Start with compliance. Understand what is required by law, factor 100-percent compliance into your bids, and audit your performance. Many contractors continue to struggle with compliance. EPA estimates that only 40 percent of construction sites covered by stormwater regulations apply for the required permit. Learn the details about Federal requirements for stormwater, dredge and fill, oil spill prevention, hazardous and non-hazardous wastes, air emissions, asbestos, and endangered species in Managing Your Environmental Responsibilities: A Planning Guide for Construction and Development. You can find the “MYER guide” as well as information on state and local requirements at the Construction Industry Compliance Assistance Center (http://www.cicacenter.org). EPA provides more assistance to construction than any other industry. We developed these resources for you in partnership with AGC.
Go beyond compliance. Examine ways you can move toward more environmentally-sustainable building practices even when regulations or contracts do not require them. Re-use salvaged materials or take your debris to recyclers whenever you can. (See related article in this issue of the Observer on construction and demolition debris recycling.) Work cooperatively with your project’s design team to specify materials that contain industrial byproducts, like foundry sand in roadbeds and fly ash in concrete. Strive to use the best of best management practices – for example, it is better (and usually cheaper) to prevent erosion than to trap already eroded dirt. (See EPA’s National Menu of Stormwater BMPs online at http://cfpub.epa.gov/npdes/stormwater/menuofbmps/index.cfm.) Clean up your diesel equipment by retrofitting with verified technologies, replacing older equipment, upgrading engines, using cleaner fuels, reducing idling, and practicing preventive maintenance (http://www.epa.gov/otaq/retrofit/). EPA and some states and localities are providing funding as well as other incentives for voluntary clean diesel projects. For information, go to http://www.epa.gov/cleandiesel/construction.
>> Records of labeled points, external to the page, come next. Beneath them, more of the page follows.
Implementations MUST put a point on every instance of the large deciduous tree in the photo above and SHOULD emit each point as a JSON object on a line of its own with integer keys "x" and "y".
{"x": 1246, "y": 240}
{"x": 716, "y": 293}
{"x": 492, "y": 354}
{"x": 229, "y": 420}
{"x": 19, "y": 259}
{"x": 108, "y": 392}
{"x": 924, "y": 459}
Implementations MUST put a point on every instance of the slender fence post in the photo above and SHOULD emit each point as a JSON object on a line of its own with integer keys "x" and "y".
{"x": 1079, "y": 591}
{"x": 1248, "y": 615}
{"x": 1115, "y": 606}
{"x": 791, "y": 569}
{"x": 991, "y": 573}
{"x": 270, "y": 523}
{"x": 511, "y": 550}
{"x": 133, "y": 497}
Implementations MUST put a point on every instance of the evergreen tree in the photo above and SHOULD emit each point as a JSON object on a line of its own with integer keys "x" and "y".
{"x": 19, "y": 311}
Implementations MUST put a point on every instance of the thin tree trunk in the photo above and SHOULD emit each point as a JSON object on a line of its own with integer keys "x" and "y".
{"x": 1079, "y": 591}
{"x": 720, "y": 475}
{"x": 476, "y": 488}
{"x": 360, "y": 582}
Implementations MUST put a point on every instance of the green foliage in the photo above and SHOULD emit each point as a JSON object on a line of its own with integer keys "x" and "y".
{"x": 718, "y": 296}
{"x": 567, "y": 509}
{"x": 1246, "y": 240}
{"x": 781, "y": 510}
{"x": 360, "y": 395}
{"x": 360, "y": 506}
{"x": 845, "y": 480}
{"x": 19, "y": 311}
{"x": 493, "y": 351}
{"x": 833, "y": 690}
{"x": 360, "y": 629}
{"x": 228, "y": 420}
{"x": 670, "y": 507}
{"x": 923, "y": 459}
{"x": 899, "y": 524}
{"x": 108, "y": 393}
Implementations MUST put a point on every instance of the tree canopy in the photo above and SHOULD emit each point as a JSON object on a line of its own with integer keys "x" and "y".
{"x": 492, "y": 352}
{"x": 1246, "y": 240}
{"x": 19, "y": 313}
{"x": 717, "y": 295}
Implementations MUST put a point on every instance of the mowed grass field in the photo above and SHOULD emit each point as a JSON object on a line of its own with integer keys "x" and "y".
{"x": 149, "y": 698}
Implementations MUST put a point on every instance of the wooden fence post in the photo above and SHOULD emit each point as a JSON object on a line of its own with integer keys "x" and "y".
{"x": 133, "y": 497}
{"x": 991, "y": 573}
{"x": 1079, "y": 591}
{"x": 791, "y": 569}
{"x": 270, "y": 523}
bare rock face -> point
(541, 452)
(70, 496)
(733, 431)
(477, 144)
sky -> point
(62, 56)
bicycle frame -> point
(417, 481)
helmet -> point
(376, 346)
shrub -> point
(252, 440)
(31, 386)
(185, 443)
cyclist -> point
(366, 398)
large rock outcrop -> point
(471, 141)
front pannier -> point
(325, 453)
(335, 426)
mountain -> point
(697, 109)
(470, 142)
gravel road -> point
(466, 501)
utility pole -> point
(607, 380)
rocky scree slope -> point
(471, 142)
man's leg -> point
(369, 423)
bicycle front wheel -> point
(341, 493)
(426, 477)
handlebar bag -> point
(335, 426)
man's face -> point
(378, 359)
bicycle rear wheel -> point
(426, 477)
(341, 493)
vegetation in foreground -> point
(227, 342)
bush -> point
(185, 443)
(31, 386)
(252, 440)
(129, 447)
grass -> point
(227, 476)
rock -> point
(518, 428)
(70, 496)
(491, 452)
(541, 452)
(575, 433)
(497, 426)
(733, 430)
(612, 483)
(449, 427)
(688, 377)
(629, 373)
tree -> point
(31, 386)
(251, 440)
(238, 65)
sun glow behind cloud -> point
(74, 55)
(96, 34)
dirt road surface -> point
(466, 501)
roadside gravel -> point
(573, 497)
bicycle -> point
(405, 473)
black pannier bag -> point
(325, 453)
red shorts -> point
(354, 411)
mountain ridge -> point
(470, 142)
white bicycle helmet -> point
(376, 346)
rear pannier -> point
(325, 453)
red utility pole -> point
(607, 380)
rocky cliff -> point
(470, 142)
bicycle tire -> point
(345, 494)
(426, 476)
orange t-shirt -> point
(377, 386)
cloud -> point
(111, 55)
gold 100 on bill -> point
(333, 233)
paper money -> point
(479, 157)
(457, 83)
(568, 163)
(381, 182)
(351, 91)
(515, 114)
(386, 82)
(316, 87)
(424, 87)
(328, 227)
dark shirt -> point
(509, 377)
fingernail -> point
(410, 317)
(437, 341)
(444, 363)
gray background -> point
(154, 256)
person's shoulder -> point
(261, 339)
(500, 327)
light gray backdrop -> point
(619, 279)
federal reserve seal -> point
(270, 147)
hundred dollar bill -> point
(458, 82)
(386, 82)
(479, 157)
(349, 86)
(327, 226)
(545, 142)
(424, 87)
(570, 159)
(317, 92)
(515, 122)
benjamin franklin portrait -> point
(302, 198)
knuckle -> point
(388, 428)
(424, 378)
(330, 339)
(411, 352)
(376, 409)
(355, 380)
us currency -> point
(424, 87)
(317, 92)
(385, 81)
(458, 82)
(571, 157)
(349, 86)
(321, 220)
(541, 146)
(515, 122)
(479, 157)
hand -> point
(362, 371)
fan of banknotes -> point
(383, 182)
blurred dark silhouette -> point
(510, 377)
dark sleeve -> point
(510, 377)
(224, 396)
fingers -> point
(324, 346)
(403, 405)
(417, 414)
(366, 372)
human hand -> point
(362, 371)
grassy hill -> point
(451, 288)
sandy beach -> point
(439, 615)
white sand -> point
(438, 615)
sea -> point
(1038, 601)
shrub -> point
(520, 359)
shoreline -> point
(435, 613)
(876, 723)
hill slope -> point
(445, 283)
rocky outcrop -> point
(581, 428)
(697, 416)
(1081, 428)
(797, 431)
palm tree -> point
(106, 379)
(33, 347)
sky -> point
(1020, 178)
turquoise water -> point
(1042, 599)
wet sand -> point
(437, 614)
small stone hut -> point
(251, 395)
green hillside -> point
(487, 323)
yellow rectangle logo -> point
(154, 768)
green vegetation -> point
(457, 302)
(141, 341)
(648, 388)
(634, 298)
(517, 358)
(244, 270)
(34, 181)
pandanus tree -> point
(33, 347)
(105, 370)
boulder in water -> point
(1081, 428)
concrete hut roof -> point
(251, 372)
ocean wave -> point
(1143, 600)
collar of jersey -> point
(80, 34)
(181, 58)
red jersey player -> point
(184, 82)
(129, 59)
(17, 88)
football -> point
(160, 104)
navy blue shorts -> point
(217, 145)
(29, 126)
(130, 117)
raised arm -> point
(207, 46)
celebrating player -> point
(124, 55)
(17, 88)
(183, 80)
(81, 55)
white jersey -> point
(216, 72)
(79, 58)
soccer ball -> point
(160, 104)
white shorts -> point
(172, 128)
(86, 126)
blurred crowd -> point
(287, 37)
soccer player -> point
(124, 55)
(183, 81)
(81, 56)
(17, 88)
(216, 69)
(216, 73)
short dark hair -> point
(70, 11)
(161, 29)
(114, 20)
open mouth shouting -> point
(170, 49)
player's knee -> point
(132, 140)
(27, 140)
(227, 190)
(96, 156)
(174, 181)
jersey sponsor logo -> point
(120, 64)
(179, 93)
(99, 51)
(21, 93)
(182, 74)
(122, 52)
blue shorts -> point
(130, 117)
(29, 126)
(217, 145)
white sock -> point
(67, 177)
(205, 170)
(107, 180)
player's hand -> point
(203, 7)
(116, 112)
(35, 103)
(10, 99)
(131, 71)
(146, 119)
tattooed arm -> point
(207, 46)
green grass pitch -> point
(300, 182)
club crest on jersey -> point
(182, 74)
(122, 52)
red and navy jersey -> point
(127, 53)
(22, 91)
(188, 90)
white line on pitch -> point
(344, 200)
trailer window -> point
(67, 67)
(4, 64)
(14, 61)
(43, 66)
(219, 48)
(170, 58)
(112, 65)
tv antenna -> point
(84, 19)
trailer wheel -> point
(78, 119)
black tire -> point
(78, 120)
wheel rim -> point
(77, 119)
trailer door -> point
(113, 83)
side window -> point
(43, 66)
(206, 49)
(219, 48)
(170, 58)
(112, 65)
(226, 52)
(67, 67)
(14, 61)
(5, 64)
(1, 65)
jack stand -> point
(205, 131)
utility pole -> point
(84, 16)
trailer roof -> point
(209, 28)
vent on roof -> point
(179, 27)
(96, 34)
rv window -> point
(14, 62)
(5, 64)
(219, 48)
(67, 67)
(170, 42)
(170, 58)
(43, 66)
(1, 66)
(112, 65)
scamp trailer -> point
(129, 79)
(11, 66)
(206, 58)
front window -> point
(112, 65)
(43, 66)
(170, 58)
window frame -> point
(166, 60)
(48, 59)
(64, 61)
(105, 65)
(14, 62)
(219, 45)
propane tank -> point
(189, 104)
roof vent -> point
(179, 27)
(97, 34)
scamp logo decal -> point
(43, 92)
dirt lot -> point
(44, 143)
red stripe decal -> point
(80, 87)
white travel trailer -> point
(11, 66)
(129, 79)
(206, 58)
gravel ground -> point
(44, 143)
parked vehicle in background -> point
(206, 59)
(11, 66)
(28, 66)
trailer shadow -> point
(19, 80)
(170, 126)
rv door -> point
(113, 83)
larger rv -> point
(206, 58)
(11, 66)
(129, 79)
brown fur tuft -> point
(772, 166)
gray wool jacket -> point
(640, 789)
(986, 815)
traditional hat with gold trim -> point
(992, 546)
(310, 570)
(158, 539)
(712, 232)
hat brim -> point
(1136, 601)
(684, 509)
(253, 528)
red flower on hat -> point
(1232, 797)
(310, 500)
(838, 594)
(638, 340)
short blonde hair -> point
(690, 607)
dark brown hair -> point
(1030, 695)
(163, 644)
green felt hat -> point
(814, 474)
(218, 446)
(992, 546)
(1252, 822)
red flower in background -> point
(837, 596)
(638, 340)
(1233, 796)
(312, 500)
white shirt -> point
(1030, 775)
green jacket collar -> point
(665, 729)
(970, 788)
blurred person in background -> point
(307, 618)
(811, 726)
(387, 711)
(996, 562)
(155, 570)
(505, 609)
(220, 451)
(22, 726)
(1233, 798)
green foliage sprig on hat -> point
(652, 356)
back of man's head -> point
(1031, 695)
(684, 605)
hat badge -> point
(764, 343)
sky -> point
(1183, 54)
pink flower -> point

Pull it all together with an Environmental Management System. An EMS is a disciplined approach to becoming green. Look at all the ways your operations impact the environment. Establish policies, priorities, goals and measurable targets for improvement. Institute procedures and programs to accomplish the improvements, track their performance (that means monitoring and audits), and refine them as needed to get the results you are seeking. Everyone is engaged in this system, from CEO to laborers, because management and the entire workforce has a role in greening your company.
AGC has published an EMS guide for construction, Constructing An Environmental Management System: Guidelines and Templates for Contractors. This is just one of many compliance assistance and green construction resources you can find on AGC’s environmental website at http://www.constructionenvironment.org. Highway contractors should also check out the AASHTO Center for Environmental Excellence, where you will find a detailed compendium of stewardship practices at http://environment.transportation.org/environmental_issues/construct_maint_prac/.
We are all aware of the rapidly growing market for green building. McGraw-Hill Construction’s 2006 Green Building Smart Market Report projects a five percent to 10 percent growth by 2010 in new non-residential construction starts using the principles of green building. According to the report, “We can safely say that green building is no longer a fad, but an increasingly important new way of doing business.” You can apply environmentally sensitive construction services in any job, not just when you are going for LEED (Leadership in Energy and Environmental Design), Green Globes, or any other certification. I believe this is an exciting opportunity for you.